Die Grundlagen für die Tugenden, die uns als Erwachsene ausmachen, werden in der Kindheit in der Familie gelegt. Ohne liebevolle Hinführung zum Glauben wird man als Erwachsener keinen Zugang zum Glauben und zu Gott finden. Ohne bedingungslose Liebe in der Kindheit wird es schwierig mit der Barmherzigkeit. Und ohne das Erleben, dass man problematische Situationen bestehen, nach Schicksalsschlägen nach vorne schauen kann, wird sich Hoffnung und Zuversicht nicht entwickeln.
Wir feiern heute also nicht das Fest der “heilen Familie”, sondern das Fest der “heiligen Familie”. Und die Familien in unserer Gesellschaft bedürfen deshalb eines besonderen Schutzes. Die Familie muss nicht perfekt oder modellhaft sein, das war die Familie um Maria, Josef und Jesus wohl auch nicht. Aber sie ist heilig als Quelle des Positiven im Leben und gesegnet als Institution. Und wenn alles schief zu laufen scheint, ist die Familie der sichere Hafen, der Rückzugsort, die letzte Zuflucht.
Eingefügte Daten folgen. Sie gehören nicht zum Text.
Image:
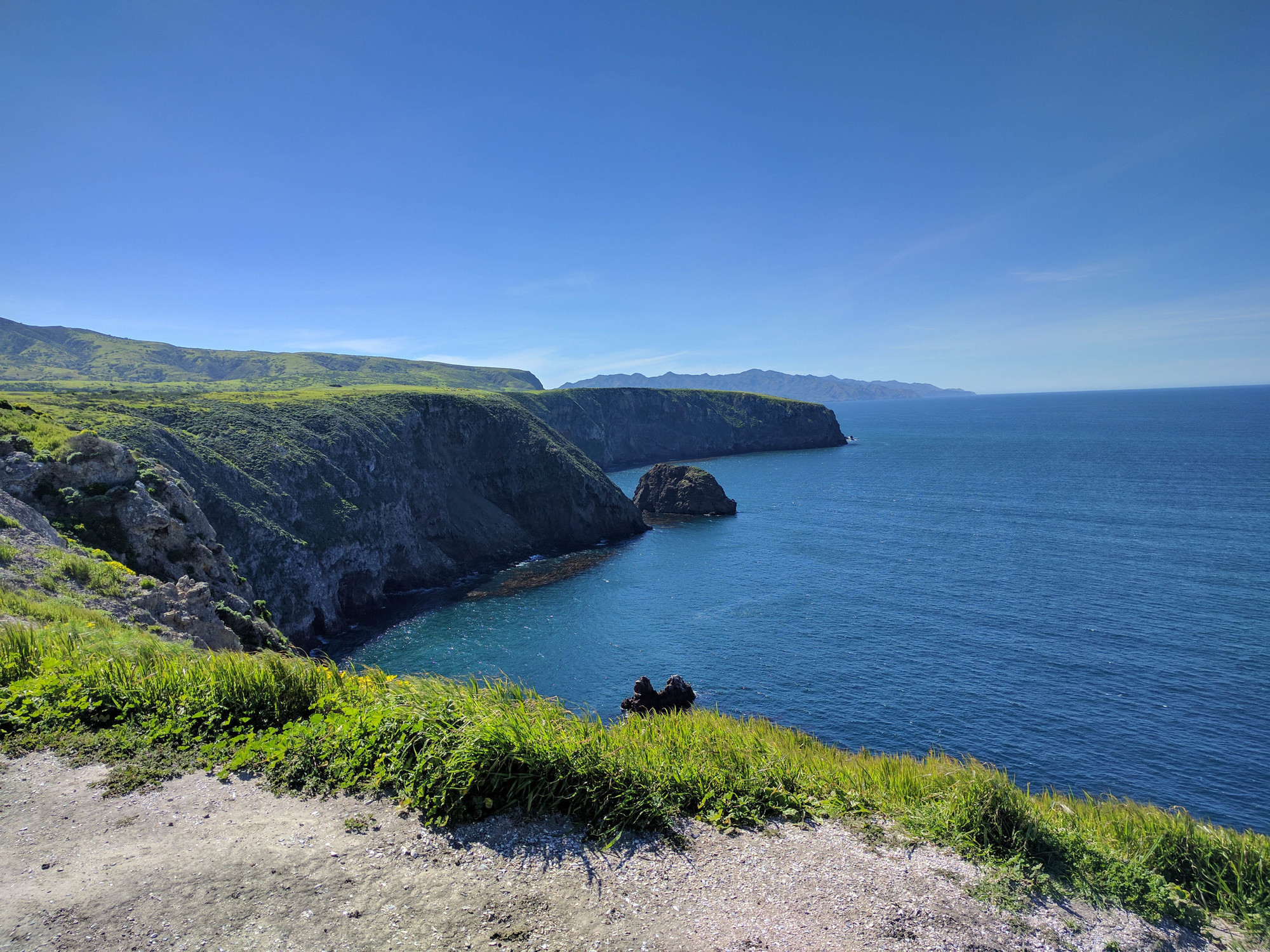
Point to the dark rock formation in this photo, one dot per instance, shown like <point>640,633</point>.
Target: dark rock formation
<point>634,426</point>
<point>683,491</point>
<point>676,696</point>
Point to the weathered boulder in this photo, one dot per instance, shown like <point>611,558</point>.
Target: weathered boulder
<point>30,521</point>
<point>16,444</point>
<point>676,696</point>
<point>189,609</point>
<point>683,491</point>
<point>147,517</point>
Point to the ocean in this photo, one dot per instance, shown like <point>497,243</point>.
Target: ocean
<point>1074,587</point>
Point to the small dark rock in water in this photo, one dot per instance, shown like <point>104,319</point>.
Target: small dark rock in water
<point>683,491</point>
<point>676,696</point>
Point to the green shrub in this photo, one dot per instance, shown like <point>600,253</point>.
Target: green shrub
<point>458,752</point>
<point>105,577</point>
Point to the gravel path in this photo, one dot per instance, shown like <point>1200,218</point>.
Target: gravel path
<point>204,865</point>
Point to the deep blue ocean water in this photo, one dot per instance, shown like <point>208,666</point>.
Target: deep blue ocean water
<point>1075,587</point>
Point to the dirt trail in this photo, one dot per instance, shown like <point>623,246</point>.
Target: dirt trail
<point>204,865</point>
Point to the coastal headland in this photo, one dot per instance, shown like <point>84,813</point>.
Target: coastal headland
<point>144,525</point>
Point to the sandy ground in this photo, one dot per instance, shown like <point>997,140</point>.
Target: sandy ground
<point>204,865</point>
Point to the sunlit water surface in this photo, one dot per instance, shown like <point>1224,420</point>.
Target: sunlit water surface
<point>1075,587</point>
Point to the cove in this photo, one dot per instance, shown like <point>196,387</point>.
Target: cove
<point>1075,587</point>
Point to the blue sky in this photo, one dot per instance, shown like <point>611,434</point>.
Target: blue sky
<point>1005,197</point>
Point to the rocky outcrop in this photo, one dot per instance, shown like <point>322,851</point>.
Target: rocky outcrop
<point>332,502</point>
<point>683,491</point>
<point>145,517</point>
<point>676,696</point>
<point>633,426</point>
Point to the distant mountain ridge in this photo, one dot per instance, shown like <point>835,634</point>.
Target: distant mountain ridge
<point>68,355</point>
<point>793,387</point>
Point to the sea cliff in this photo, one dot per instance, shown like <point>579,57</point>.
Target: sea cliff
<point>634,426</point>
<point>331,499</point>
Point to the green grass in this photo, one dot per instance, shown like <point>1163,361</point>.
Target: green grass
<point>98,574</point>
<point>43,609</point>
<point>458,752</point>
<point>74,357</point>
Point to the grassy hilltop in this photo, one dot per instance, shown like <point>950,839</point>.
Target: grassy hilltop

Der Bezug zu unserem Glauben, die Parallelität zur gewollten Beziehung zu Gott ist unübersehbar. Glaube und Liebe, Hoffnung und Vergebung, das sind die Werte, die uns Christen ausmachen, und die in den Familien erfahren und in der Gesellschaft gelebt werden sollen, so wie damals in der heiligen Familie. Das heutige Evangelium schließt mit dem Fazit, das auch für die Kinder in den Familien von heute gelten sollte: “Jesus aber wuchs heran, und seine Weisheit nahm zu, und er fand Gefallen bei Gott und den Menschen.”